Несколько дней спустя, когда Быстрова в своей маленькой комнатке укладывала чемодан, готовясь к отъезду в Батуми, к ней заглянули замполит Станицын и капитан Мегрелишвили. Наташа обрадовалась, приготовила чай, усадила офицеров за стол. Она рассматривала близких и милых ее сердцу однополчан, будто не видела их целую вечность.
Еще недавно Арчил Мегрелишвили летал с ней в одном звене. Их командиром был Никитин… «Славная тройка мы были!» — с грустью подумала Наташа. Теперь Мегрелишвили был командиром звена. Полк Смирнова почти на одну треть был укомплектован молодыми летчиками. За два с лишним месяца беспрерывных боев много пилотов выбыло из строя. Некоторые — навсегда, другие находились на излечении в госпиталях. Наташе тяжело было узнавать о потерях, в свое время скрытых от нее товарищами.
Яков Иванович Станицын, неторопливо попивая чай, говорил о Наташином отдыхе, советовал ей не грустить и набираться здоровья.

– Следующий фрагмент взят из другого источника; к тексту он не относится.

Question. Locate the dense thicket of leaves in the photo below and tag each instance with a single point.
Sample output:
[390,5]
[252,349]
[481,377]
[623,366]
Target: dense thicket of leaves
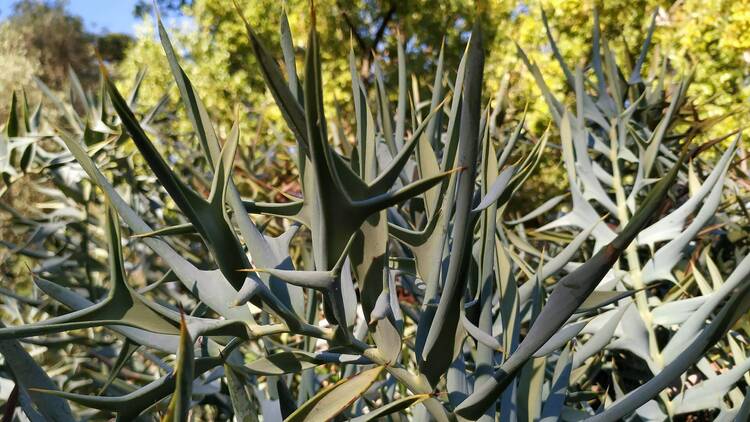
[382,270]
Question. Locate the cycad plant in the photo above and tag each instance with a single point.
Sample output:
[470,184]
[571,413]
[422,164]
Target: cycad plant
[399,285]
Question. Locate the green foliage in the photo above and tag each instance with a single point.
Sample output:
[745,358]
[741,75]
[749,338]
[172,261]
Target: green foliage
[397,282]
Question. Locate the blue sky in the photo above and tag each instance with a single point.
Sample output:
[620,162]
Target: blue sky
[99,16]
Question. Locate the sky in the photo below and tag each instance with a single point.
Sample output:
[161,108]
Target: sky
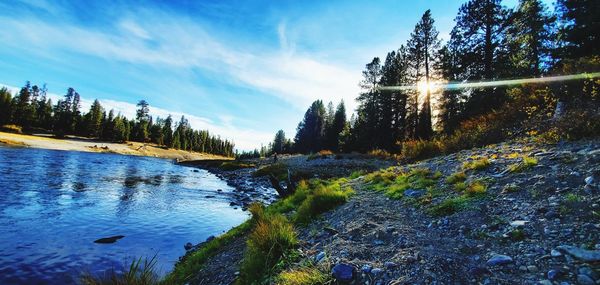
[241,69]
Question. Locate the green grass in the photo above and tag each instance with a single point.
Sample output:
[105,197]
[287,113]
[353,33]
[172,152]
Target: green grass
[271,239]
[393,182]
[478,164]
[526,163]
[235,165]
[476,188]
[139,273]
[308,275]
[450,206]
[357,173]
[186,269]
[279,170]
[456,177]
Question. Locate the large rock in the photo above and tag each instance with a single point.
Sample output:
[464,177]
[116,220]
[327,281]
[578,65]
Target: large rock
[579,253]
[112,239]
[499,259]
[343,272]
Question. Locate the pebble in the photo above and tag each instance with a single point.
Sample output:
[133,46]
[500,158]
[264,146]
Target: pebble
[343,272]
[367,268]
[585,280]
[499,259]
[389,264]
[320,256]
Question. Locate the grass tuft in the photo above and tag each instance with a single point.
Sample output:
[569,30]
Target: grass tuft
[272,238]
[139,273]
[526,163]
[456,178]
[308,275]
[477,165]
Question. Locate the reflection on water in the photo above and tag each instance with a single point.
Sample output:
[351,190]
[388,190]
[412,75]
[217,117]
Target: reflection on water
[54,204]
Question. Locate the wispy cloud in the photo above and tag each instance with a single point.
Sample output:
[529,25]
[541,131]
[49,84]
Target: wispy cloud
[225,126]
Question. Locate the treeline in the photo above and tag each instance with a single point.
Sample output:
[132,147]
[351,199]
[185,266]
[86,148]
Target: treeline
[32,110]
[402,103]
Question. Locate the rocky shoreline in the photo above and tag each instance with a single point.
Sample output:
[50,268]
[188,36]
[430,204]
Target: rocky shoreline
[539,225]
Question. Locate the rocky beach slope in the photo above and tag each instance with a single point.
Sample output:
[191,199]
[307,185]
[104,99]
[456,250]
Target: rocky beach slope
[519,212]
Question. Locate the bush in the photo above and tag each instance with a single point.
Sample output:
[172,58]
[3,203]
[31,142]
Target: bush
[279,170]
[456,178]
[380,153]
[272,238]
[449,206]
[324,197]
[478,164]
[303,276]
[476,188]
[526,163]
[235,165]
[11,129]
[420,149]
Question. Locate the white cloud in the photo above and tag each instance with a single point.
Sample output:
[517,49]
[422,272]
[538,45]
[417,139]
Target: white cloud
[244,139]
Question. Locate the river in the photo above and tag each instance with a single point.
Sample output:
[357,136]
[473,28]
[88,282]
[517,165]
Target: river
[54,204]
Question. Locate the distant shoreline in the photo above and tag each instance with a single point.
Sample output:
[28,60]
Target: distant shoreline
[90,145]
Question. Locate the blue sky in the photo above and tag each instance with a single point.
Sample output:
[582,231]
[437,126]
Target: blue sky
[241,69]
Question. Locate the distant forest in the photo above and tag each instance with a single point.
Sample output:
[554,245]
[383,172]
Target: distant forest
[489,42]
[32,110]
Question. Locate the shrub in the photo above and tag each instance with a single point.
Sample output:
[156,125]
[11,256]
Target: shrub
[380,153]
[526,163]
[303,276]
[476,188]
[449,206]
[420,149]
[456,178]
[192,263]
[324,197]
[279,170]
[138,274]
[478,164]
[11,129]
[272,238]
[235,165]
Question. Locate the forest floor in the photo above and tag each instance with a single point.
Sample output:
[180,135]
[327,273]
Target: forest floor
[535,221]
[90,145]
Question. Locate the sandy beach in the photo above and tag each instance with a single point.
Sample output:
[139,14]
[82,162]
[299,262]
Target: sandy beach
[89,145]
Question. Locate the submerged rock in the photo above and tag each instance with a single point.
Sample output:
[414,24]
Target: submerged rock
[112,239]
[499,259]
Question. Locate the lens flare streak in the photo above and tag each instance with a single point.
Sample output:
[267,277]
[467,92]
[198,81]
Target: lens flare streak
[485,84]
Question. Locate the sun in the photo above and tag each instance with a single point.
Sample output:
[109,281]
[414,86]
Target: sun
[423,87]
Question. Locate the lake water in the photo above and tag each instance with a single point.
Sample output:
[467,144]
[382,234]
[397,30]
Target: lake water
[54,204]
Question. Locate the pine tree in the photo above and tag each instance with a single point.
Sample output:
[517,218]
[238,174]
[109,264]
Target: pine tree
[530,38]
[479,35]
[310,132]
[279,142]
[425,45]
[94,124]
[580,29]
[5,106]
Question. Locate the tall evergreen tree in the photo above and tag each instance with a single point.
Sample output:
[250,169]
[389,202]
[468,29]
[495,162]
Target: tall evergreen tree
[5,106]
[279,142]
[425,43]
[310,132]
[530,38]
[479,35]
[580,29]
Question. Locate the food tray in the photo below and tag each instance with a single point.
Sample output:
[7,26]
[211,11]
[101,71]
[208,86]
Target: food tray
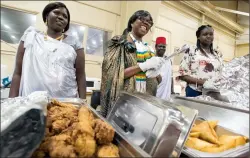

Мегрелишвили рассказывал о грузинских обычаях и гостеприимстве, шутливо уверял Наташу, что в селении в ее честь будет устроен настоящий пир, просил не забывать своих товарищей и выпить за них добрую чарку вина.
— Выпью обязательно! — обещала Наташа.
— Ты заезжай и к моим родным. Поживи у них недельку! До моего дома от Батуми — пустяк. Поездом до станции Натанеби, а там — на Махарадзе… Я тебе адрес дам и подробный план начерчу…
— Разрешите войти? — раздался за дверью знакомый голос.
— Милости просим! — обрадовалась Наташа.
На пороге стоял командир полка. Станицын и Мегрелишвили встали.
Смирнов пожал всем руки, приговаривая «добрый вечер», и, потрепав летчицу по плечу, спросил:
— Когда же твой поезд, болящая?
— Завтра в одиннадцать.
От предложенного чая Смирнов отказался.
— В одиннадцать? — переспросил он. — Завтра в семь десять надо быть на аэродроме! Приказано свыше… И вы, капитан, тоже будьте готовы к вылету…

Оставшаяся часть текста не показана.